Assumptions as follows:

  • The data is how you presented it, that is it literally has the words “Email addresses”, “Genders”, “Password” etc
  • We gonna convert to columns only what’s after the dates and in the square brackets
  • The “collection” is just a string as presented in your sample
  • I copied the data you provided as is, meaning a whole line is just 1 record, which I then split using pipe ("|") as delimiter.

As always, we we can’t determine what the columns/structure will be, and more so because not all records would have the same columns, I always go to something like JSON, and then have Knime convert the JSON to columns where Knime will dynamically create the necessary columns automatically.

Based on the data you provided, this is what the end results of my new workflow looks like, which I think is what you expect:

This is how the workflow looks like:
image

And here’s the workflow: Collection Column expansion.knwf (13.7 KB)

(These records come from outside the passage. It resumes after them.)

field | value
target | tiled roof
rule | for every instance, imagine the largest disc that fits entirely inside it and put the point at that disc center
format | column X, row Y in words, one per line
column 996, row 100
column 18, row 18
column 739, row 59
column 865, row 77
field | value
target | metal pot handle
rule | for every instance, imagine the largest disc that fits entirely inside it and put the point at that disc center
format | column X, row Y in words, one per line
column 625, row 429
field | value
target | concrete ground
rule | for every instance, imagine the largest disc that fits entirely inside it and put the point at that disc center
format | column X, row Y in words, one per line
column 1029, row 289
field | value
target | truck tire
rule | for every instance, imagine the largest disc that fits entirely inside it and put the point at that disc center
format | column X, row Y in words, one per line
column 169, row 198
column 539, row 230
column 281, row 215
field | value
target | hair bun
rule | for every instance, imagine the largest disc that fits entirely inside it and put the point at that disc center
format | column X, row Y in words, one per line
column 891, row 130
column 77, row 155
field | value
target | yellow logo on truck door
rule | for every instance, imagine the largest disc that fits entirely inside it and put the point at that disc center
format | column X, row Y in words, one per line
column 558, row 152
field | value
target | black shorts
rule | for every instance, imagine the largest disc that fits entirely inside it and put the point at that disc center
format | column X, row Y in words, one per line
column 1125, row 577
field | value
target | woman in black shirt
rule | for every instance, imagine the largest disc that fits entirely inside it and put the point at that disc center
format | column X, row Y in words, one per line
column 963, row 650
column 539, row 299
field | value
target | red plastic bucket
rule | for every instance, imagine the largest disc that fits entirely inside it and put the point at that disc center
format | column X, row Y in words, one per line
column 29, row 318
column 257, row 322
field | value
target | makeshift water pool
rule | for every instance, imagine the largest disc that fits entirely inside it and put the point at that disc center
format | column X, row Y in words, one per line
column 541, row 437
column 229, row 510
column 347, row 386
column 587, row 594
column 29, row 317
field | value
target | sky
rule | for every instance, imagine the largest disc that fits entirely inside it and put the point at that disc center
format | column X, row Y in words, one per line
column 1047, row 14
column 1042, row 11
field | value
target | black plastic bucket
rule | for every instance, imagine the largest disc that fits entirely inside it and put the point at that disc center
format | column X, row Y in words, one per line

Edit: You can also add the Missing Value node to fill the Missing strings with a value like this:

This will replace all the Missing values (?) to “False”:

It’s just a bit harder to distinguish between True and False :slight_smile:

6 Likes

You are a genius and lifesaver. If every company had one of you around Knime would be the biggest :wink: To close the loop, yes there was no value just true or false.

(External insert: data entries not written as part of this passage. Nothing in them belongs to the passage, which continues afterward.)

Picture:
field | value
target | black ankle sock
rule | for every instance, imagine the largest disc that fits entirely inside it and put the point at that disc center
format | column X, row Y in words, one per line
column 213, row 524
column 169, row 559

Thank you so much! I wish there was a tip button here :wink:

2 Likes

kudos to @bruno29a
I really liked your solution

I tried a different way which seems to work as well (I “borrowed” your workflow :wink:

2 Likes

Hi @Daniel_Weikert , I have other posts where we can’t know the structure as well, where I approached them the same way, via JSON, simply because Knime is able to create the columns as needed when converting JSON to table/columns.

I’d like to see your approach as I’d like to learn other ways :slight_smile:

Could you share your workflow?

Thanks

1 Like

Collection Column expansion.knwf (68.0 KB)
best regards and enjoy your weekend

1 Like

Thanks @Daniel_Weikert . Have a great weekend too.

1 Like

This topic was automatically closed 7 days after the last reply. New replies are no longer allowed.